Etruria, direttore di banca confessa



Non mancheranno di suscitare clamore le confessioni di un direttore di Banca Etruria, che ha svelato che una delle procedure più consuete presso l’istituto di credito era quella di vendere dei bond truffa ai clienti che venivano reclutati nelle case di cura e negli ospedali: persone in evidenti condizioni di debolezza e di fragilità, quindi, su cui si puntava per ottenere guadagni. La confessione è stata raccolta dal quotidiano Repubblica ed è stata resa da un direttore di una filiale del centro Italia, di cui non è stato diffuso il nome. Ebbene, secondo tali dichiarazioni i dipendenti della banca avevano diritto ad un premio in denaro a seconda del numero di obbligazioni secondarie che erano in grado di piazzare e vendere ogni settimana.

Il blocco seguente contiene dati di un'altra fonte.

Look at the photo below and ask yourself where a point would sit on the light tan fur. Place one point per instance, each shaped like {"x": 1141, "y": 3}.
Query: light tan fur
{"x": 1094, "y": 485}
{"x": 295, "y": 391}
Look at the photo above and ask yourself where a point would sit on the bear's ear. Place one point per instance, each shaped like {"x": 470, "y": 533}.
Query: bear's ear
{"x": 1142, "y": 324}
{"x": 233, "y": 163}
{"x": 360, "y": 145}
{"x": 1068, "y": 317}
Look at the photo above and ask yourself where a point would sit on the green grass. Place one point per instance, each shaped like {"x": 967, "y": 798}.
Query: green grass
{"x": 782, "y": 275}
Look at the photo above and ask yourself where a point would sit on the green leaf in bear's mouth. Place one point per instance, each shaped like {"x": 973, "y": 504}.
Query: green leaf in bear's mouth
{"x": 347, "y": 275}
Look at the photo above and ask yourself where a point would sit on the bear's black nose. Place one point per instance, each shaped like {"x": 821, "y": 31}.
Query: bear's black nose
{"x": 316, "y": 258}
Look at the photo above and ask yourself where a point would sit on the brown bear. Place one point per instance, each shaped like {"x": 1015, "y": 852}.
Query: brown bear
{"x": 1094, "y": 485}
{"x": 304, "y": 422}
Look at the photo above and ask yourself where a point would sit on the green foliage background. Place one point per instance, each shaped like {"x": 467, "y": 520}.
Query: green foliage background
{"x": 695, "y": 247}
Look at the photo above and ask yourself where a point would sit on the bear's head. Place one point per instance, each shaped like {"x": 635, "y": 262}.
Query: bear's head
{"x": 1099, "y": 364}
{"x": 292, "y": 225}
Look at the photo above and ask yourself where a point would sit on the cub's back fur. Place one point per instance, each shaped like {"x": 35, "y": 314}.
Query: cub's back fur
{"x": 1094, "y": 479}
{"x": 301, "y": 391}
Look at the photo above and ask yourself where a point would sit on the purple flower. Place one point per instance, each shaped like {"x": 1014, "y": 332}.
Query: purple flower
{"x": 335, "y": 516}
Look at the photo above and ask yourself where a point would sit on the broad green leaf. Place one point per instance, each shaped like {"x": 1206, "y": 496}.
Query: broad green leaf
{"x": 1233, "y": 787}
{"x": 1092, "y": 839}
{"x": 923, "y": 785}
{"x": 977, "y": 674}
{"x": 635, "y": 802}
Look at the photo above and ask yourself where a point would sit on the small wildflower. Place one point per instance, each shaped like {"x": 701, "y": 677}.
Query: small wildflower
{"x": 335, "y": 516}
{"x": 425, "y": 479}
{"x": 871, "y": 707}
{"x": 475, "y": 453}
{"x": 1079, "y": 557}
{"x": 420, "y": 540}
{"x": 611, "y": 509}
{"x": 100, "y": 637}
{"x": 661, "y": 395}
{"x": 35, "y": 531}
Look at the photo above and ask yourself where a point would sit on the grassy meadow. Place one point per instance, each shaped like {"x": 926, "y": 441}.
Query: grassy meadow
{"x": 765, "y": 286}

Ovviamente, a fronte di un incentivo di questo tipo, era cominciata una sorta di caccia all’uomo quasi senza pietà, diretta in modo particolare verso i correntisti più anziani che, come detto, venivano incontrati negli ospedali o nelle case di cura. Spesso, inoltre, li si inseguiva per fingere di incontrarli in maniera casuale. Insomma, le strategie e le procedure erano diverse, ma l’obiettivo era uno solo: quello di truffarli. Sì, perché tutti i dipendenti erano pienamente consapevoli di quel che facevano e tutti erano a conoscenza del fatto che i bond avrebbero avuto l’effetto di rovinare i clienti e di compromettere in maniera seria la loro situazione patrimoniale. Un quadro a tinte davvero fosche, quindi, emerge dalle dichiarazioni rese dal direttore intervistato da Repubblica: un quadro che, per altro, mette in evidenza come le responsabilità di comportamenti tanto gravi e disgustosi non siano da attribuire solo a poche persone, ma ad un gran numero di dipendenti, che ha messo da parte la propria etica e la propria moralità allo scopo di trarre un vantaggio economico consistente



Il direttore intervistato ha spiegato di avere tentato di salvare il maggior numero possibile di correntisti, svelando a molti clienti il trucco e consigliando loro di fare riferimento ad un’associazione di consumatori, in modo particolare dopo che i commissari di Etruria, la scorsa estate, si erano resi conto che i Mifid, cioè i questionari fatti firmare ai clienti, erano stati truccati e il gioco era diventato ancora più sporco. Infatti, dopo quella scoperta i commissari non avevano messo una toppa alla situazione, ma avevano peggiorato le cose facendo firmare di nuovo ai clienti i medesimi prodotti.

Lo stesso direttore di banca si è reso, in qualche modo, colpevole, visto che non ha mai detto la verità ai propri clienti: insomma, ha cercato di salvarli – o almeno questo è quello che sostiene lui – ma astenendosi dall’essere sincero, per evitare che il suo posto di lavoro fosse a rischio. In realtà, la truffa di Banca Etruria non può essere considerata una questione recente, visto che il picco delle vendite si è avuto un paio di anni fa, tra il 2012 e il 2013. Il modus operandi era semplice e truffaldino al tempo stesso: le obbligazioni subordinate venivano proposte a tutti, dalle piccole e medie imprese ai correntisti, dichiarando che il rischio che le caratterizzava era nullo.

Non solo: coloro che presentavano la richiesta di un mutuo se lo vedevano concesso ma maggiorato, con il vincolo di dover comprare i titoli. Ovviamente, le piccole e medie imprese che hanno accettato quelle condizioni oggi si trovano in una situazione di difficoltà, visto che hanno perso tutto con quei titoli. Il fatto che quasi nessuno fosse consapevole della qualità degli strumenti finanziari per cui si firmava ha reso le cose molto più semplici per i truffatori, che molto spesso compilavano in prima persona i questionari Mifid.